Limiting stromal dehydration during refractive procedures

April 15, 2013

Faster treatment times will help reduce variable hydration during ablation

Take-home

In this surgical perspective, Sonia H. Yoo, MD, explains how her patients have much more precise refractive outcomes, and part of that can be attributed to the decreased stromal hydration variability.

 

By Sonia H. Yoo, MD; Special to Ophthalmology Times

One of the variables during LASIK is the amount of stromal hydration that exists during excimer ablation. Lifting the flap immediately causes the stroma to begin to dry.

If the stroma becomes rapidly dehydrated, the laser may ablate more tissue than intended, causing overcorrection of refractive errors. If the stroma is too wet, there is a chance of undercorrection of refractive errors.

Other potential unexpected refractive outcomes can include astigmatism and central islands if there are fluctuations or transient changes in corneal hydration during the surgery.1,2 While we were getting good outcomes with early-generation lasers, there was room for improvement.

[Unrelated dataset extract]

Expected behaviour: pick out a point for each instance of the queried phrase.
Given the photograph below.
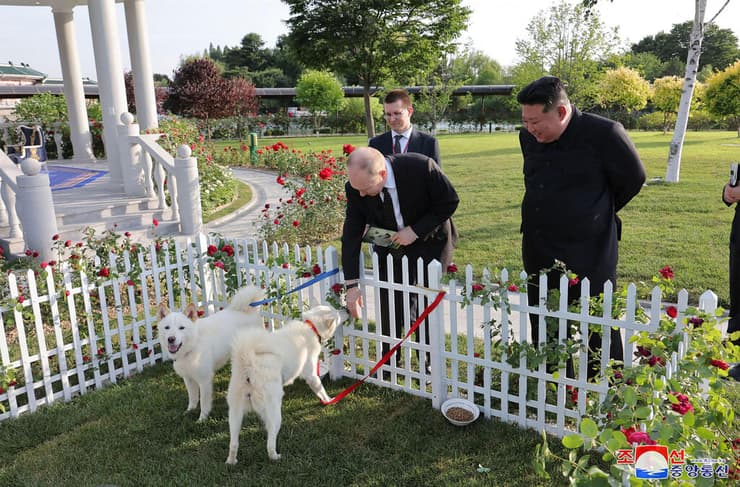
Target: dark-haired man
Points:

When refractive surgeons shifted from microkeratome-based flaps to femtosecond laser-created flaps, we found more uniformly dry beds. (Microkeratomes tended to leave beds more hydrated.) The femtosecond-created flaps were more uniform and this led to tighter surgical nomograms, which, in turn, led to fewer unintended refractive outcomes. In today’s demanding society, unexpected outcomes or results that patients perceive as less than perfect necessitate re-treatments.

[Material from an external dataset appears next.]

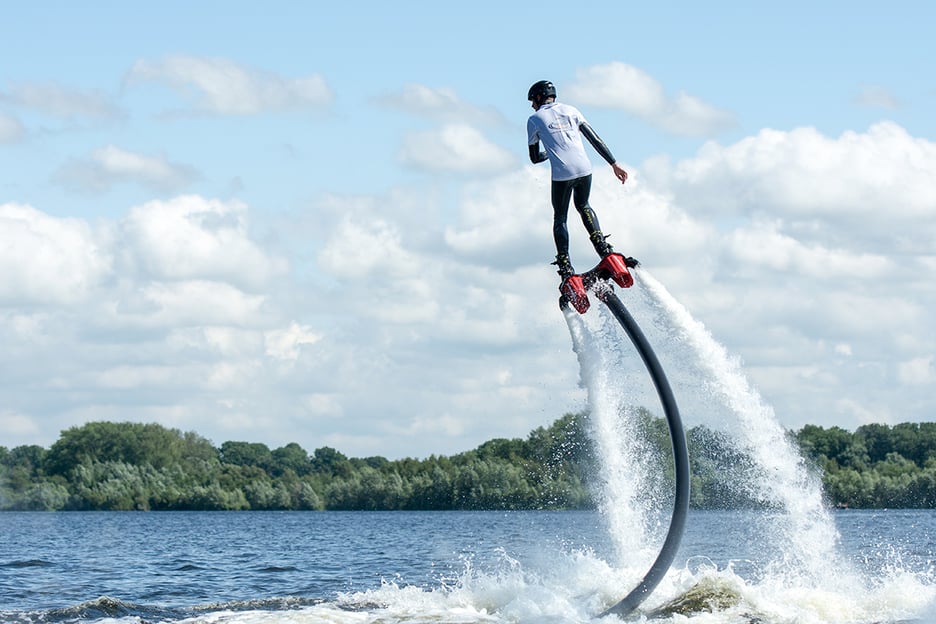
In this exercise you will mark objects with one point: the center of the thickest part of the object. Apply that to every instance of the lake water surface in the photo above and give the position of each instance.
(445, 567)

The good news is the latest generation of femtosecond lasers with their flying spots and rapid treatment times are much faster than earlier versions. As a result, patients’ stroma is exposed to conditions that can cause transient changes in hydration for a shorter period. In my hands, patients have much more precise refractive outcomes, and part of that can be attributed to the decreased stromal hydration variability.

Relative hydration

A patient’s relative corneal hydration will affect the “laser take”-the ability of the laser’s effect on the corneal tissue. For example, one laser spot used to treat the corneal stroma will have a greater effect on a very dry cornea than that same laser spot would have on a wet cornea. What we’ve found in general is that microkeratomes tended to leave relatively wet beds and femtosecond lasers leave drier beds.

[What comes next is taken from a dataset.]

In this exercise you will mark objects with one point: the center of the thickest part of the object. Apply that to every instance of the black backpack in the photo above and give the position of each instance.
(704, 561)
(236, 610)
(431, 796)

It helps to think of the cornea as a sponge. Once the epithelium and Bowman’s layer are lifted, we’ve raised the flap and have just bare stroma exposed to the elements of the laser suite. Wetting the cornea will make it act like a sponge so even the smallest amount of introduced hydration will quickly spread and affect the treatment outcomes. There is also the potential for random hydration when the surgeon introduces liquid to the surface. Portions of the stromal bed might be naturally hydrated while others might be dry; when a surgeon introduces liquid to the surface to alleviate hydration concerns the liquid could potentially spread unevenly. That could potentially be worse than if the cornea were uniformly hydrated or dry.

I’ve had cases where saline or surface tears can get onto the stroma, creating a non-uniform hydration. When that happens, I will hydrate the entire stromal bed to ensure consistent hydration. As surgeons, we should strive to have the driest surfaces, but an all-wet surface will still yield better results than one that is half-wet/half-dry.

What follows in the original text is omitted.